Прищурил маленькие глазки, хозяйственно осмотрелся и, похлопав мальчика по колену, продолжал:
- Вот что, мотыль, коли соберутся они тебя драть - сигай ко мне! Я тебя спрячу. Тонок ты очень, и порки тебе не стерпеть. Порка, - это ты меня спроси, какая она!
Мальчик быстро схватывал всё, что задевало его внимание. Солдат уже часто предлагал ему определить на ощупь природную крепость волокна пеньки и сказать, какой крутости свивания оно требует. Матвею льстило доверие старика; нахмурясь, он важно пробовал пальцами материал и говорил количество оборотов колеса, необходимое для того или этого товара.
Пушкарь, размахивая руками, радостно кричал:
- Вер-рно!
И начинал свои бесконечные речи:
- Вот отец твой тоже, бывало, возьмёт мочку в руку, глаз прищурит, взвесит - готово!
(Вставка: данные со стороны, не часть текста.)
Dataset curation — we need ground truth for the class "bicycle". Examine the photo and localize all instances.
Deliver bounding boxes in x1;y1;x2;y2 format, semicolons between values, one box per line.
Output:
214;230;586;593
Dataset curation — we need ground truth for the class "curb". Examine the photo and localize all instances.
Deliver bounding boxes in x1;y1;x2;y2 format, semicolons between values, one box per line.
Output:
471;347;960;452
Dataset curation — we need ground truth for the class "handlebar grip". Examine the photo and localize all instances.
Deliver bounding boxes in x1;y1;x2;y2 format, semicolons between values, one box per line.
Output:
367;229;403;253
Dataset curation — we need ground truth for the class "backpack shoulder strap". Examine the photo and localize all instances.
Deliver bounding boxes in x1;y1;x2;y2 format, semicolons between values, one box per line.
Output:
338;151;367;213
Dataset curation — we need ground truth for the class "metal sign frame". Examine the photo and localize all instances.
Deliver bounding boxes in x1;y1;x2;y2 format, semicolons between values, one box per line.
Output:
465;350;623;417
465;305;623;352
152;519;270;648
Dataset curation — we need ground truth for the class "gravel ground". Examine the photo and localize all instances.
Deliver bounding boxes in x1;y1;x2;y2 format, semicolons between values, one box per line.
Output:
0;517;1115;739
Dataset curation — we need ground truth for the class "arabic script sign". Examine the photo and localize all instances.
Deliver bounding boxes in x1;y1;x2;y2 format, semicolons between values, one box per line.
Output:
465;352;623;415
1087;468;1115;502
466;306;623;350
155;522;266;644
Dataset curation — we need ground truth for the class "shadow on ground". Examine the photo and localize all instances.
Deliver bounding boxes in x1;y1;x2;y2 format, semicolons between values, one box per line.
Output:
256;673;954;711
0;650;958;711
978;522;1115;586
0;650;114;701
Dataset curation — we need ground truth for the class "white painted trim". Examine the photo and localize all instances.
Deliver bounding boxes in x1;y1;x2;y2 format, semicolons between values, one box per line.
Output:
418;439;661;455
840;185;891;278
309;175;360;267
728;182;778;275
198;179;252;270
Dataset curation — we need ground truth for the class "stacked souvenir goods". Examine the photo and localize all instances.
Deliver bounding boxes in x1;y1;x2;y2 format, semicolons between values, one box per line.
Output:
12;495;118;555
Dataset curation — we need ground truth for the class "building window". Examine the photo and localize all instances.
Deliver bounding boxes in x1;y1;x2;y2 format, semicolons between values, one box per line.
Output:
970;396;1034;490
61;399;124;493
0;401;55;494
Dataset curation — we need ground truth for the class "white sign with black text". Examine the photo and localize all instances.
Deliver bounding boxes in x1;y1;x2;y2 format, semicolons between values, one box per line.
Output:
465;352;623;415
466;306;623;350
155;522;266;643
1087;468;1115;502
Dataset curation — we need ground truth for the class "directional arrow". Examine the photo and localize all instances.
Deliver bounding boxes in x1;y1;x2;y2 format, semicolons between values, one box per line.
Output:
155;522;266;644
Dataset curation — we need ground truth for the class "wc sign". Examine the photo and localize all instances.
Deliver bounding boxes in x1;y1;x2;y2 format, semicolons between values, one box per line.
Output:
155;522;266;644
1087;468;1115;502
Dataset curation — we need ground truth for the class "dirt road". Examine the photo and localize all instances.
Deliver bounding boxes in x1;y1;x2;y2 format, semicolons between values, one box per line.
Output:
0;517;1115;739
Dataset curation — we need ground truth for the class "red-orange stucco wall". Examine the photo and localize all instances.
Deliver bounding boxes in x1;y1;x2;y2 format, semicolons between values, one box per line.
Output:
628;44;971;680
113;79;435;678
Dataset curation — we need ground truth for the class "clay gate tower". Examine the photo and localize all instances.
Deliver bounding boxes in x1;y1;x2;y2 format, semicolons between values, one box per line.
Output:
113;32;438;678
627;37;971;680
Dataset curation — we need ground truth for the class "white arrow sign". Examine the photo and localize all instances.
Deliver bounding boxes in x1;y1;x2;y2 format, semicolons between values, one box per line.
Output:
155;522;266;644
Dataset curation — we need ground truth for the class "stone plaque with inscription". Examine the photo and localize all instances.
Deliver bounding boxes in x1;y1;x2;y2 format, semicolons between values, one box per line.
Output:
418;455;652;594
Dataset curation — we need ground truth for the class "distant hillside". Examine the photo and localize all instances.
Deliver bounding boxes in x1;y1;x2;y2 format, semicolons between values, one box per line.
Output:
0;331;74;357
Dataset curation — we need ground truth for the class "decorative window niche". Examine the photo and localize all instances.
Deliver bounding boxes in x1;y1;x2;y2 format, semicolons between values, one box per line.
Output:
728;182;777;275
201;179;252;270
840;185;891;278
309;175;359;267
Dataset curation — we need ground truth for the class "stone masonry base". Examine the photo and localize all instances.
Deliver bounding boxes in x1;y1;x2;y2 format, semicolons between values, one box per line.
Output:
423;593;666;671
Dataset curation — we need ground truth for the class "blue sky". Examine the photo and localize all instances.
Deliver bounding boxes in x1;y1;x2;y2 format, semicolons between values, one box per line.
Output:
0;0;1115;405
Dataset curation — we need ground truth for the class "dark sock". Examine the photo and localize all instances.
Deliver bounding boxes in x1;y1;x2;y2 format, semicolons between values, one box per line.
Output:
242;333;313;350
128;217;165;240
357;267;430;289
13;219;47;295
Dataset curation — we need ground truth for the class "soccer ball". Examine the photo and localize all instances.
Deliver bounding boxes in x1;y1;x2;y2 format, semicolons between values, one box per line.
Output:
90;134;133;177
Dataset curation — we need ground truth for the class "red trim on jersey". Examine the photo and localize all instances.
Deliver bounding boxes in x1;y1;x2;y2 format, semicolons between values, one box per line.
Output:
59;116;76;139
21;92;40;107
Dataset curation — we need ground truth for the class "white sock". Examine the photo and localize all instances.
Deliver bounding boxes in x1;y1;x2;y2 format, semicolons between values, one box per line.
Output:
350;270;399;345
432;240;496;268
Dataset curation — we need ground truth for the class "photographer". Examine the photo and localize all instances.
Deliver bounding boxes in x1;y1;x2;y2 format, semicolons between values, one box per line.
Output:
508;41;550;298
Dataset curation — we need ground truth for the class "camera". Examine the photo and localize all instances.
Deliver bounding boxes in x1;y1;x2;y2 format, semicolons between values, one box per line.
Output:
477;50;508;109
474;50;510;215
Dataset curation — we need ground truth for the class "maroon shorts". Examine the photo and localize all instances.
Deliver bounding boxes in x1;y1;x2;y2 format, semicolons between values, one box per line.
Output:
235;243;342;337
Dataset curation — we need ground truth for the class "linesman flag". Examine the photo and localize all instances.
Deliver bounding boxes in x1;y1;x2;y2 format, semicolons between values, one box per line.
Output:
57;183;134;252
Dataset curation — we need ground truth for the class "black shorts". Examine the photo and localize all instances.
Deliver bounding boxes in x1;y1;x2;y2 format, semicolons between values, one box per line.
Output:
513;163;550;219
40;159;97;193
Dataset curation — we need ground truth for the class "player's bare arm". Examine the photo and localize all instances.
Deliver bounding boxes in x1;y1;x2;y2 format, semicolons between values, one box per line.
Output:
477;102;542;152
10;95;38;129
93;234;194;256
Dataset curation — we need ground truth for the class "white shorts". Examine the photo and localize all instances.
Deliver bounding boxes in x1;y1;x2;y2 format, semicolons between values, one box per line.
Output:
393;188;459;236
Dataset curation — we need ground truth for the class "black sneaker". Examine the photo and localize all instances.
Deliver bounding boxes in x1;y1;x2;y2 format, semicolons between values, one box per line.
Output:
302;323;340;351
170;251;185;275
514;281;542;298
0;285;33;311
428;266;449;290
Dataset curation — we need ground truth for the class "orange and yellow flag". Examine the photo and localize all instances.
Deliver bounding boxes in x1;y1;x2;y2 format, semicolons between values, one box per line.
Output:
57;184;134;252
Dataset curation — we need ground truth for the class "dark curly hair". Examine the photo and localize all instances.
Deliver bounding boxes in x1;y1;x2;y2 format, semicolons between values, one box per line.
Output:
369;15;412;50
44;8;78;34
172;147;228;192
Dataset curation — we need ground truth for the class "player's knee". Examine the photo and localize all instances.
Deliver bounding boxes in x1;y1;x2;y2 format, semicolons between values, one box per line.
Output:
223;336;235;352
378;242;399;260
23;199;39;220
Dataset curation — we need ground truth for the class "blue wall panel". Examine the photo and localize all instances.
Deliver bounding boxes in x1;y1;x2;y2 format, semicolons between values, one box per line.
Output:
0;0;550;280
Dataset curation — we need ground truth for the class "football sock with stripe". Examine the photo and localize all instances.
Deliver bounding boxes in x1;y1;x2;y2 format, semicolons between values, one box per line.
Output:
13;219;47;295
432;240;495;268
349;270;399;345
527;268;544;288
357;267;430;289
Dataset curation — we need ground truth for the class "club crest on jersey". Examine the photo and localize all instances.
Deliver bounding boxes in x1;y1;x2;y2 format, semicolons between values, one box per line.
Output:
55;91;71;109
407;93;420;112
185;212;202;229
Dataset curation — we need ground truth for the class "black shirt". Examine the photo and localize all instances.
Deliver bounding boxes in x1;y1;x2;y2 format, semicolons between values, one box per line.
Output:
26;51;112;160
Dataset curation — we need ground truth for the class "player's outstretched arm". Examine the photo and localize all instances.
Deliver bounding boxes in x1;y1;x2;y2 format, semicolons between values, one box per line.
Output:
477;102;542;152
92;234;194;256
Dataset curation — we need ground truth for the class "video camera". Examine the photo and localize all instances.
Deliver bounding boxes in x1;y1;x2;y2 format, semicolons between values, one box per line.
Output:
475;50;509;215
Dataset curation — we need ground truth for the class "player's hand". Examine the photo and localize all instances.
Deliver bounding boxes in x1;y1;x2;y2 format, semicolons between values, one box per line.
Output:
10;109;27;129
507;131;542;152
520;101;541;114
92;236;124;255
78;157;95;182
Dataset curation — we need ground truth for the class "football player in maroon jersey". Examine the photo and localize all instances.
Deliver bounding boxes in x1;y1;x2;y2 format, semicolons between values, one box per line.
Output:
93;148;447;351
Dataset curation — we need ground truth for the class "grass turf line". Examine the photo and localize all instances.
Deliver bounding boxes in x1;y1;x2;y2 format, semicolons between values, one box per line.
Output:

Это - человек, дела своего достойный, отец-то!
- За что его люди не любят? - спросил Матвей как-то раз.
- Его? - удивлённо вскричал солдат. - А за что его людям любить? Вона! Какой он герой?
Пушкарь захохотал и потом, подумав, прибавил:
- Да они, беси, никого не любят!
- Почему?
- А кто знает! Спроси их - они и сами не знают, поди-ка!
- По писанию, надо любить друг друга, - обиженно сказал Матвей.
Пушкарь взглянул на него и, стирая грязной рукою улыбку с лица, неохотно сказал:
- Мало ли чего написано!
- А ты его любишь? - допрашивал Матвей.
- Эк тебя! - сказал солдат, усмехаясь. - И верно, что всякая сосна своему бору шумит. Я Савелья уважаю, ничего! Он людей зря не обижает, этого нет за ним. Работу ценит.
- А как он тебя тогда горшком-то?
- Цветком? Ничего, ловко! Он во всём ловок. Пьяный я тогда был, а когда я пьян, мне проповедь читать припадает охота. Всех бы я учил - просто беда! Даже ротному однажды подсунул словцо: бог, мол, не велел в морду бить! Вспороли кожу-то...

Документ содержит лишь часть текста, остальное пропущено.